Eligibility for laparoscopic surgery depends on a number of factors. The surgeon must be able to see the interior of the abdomen clearly, and sometimes obesity or large amounts of scar tissue make that difficult. Also, the patient may not be a good candidate because other health problems prohibit the use of general anesthesia.

Laparoscopic Colon Surgery:-

The colon is a part of the digestive system. A healthy colon helps form the solid stool that is later expelled by the body. But growths or inflammation within the colon can cause colon problem which prevents the colon from working properly.

Thus, the infected part of the colon needs to be removed.

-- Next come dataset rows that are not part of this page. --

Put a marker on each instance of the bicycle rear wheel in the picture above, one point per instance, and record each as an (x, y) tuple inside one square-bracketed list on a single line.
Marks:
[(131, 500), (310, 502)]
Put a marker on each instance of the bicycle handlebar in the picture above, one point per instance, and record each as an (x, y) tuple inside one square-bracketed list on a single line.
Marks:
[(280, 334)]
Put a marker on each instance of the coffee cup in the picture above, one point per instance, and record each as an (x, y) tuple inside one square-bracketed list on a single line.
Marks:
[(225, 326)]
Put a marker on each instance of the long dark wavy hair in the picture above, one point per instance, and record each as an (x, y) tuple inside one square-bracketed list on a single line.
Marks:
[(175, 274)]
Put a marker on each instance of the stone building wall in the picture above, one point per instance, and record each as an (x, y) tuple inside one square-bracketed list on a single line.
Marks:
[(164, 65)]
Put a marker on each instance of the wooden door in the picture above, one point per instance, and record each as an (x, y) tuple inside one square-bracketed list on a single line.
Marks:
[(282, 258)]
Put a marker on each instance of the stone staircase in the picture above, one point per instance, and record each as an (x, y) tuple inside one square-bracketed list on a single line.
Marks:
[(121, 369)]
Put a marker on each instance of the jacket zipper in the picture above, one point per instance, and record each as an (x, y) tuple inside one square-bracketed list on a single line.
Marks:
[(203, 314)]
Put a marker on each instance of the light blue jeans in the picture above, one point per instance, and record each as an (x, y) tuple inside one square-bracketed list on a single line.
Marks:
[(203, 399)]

Part or all of the colon can be removed laparoscopically without causing serious health concerns. Surgeries remove the affected piece in a process called a resection. Then the two ends are stapled together, which is called anastomosis.

If the affected part is cancerous, this surgery removes the cancer and some of the surrounding tissue and lymph glands to help reduce the chance of a recurrence. The surgeon preserves the colon's tubelike shape, allowing waste to pass through it easily, and retain normal bowel function.

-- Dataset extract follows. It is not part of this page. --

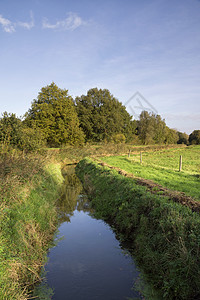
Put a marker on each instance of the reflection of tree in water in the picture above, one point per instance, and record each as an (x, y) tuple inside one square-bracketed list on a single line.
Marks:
[(71, 198)]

Some common colon problems include:

Polyps, which are tissue growth in the colon linings. If caught early, they frequently are not cancerous, but as they grow larger it becomes more likely they will become cancerous. Thus, removing the polyp early may decrease the risk of colon cancer.

Diverticulosis and Diverticulitis are two other related colon conditions. Diverticulosis occurs when small pouches form on the lining of the colon. Diverticulitis occurs when one of these pouches becomes infected and inflamed. In some cases, the pouch also may break.

Inflammatory bowel disease (IBD) is a condition that causes swelling, inflammation, and sores in the digestive system. Patients with untreated IBD may be at higher risk of colon cancer.

Laparoscopic Hiatal Hernia Surgery:-

A hiatal, or diaphragmatic, hernia occurs when the lower part of the esophagus and a portion of the stomach slide up through the esophageal hiatus, an opening in the diaphragm through which the esophagus passes before it reaches the stomach. In a small percentage of cases, the junction of the esophagus and stomach remains in place, but a portion of the stomach rolls up and through the esophageal hiatus alongside the esophagus.

Histal hernias are repaired using a procedure known as Nissen fundoplication, which is surgery to repair a bulging (herniation) of stomach tissue through the muscle between the abdomen and chest (diaphragm) into the chest (hiatal hernia).

When the opening (hiatus) in the muscle between the abdomen and chest (diaphragm) is too large, some of the stomach can slip up into the chest cavity. This can cause heartburn (gastro-esophageal reflux: GER) as gastric acid backflows from the stomach into the esophagus. GER can, over many years, damage the mucosa of the esophagus and in a minority of cases, is thought to lead to cancer of the esophagus.

This may be performed laparoscopically. In a laparoscopic fundoplication, small (1 cm) incisions are made in the abdomen, through which instruments and a fiberoptic camera are passed. The operation is performed using these small instruments while the surgeon watches the image on a video monitor. Laparoscopic fundoplication results in less pain and shorter hospitalization times than the open operation.

While the patient is deep asleep and pain-free (general anesthesia), the stomach and lower esophagus are placed back into the abdominal cavity. The opening in the diaphragm (hiatus) is tightened and the stomach is stitched in position to prevent reflux. The upper part of the stomach (funds) may be wrapped around the esophagus (fundoplication) to reduce reflux.

Patients may need to spend 3 to 10 days in the hospital after surgery.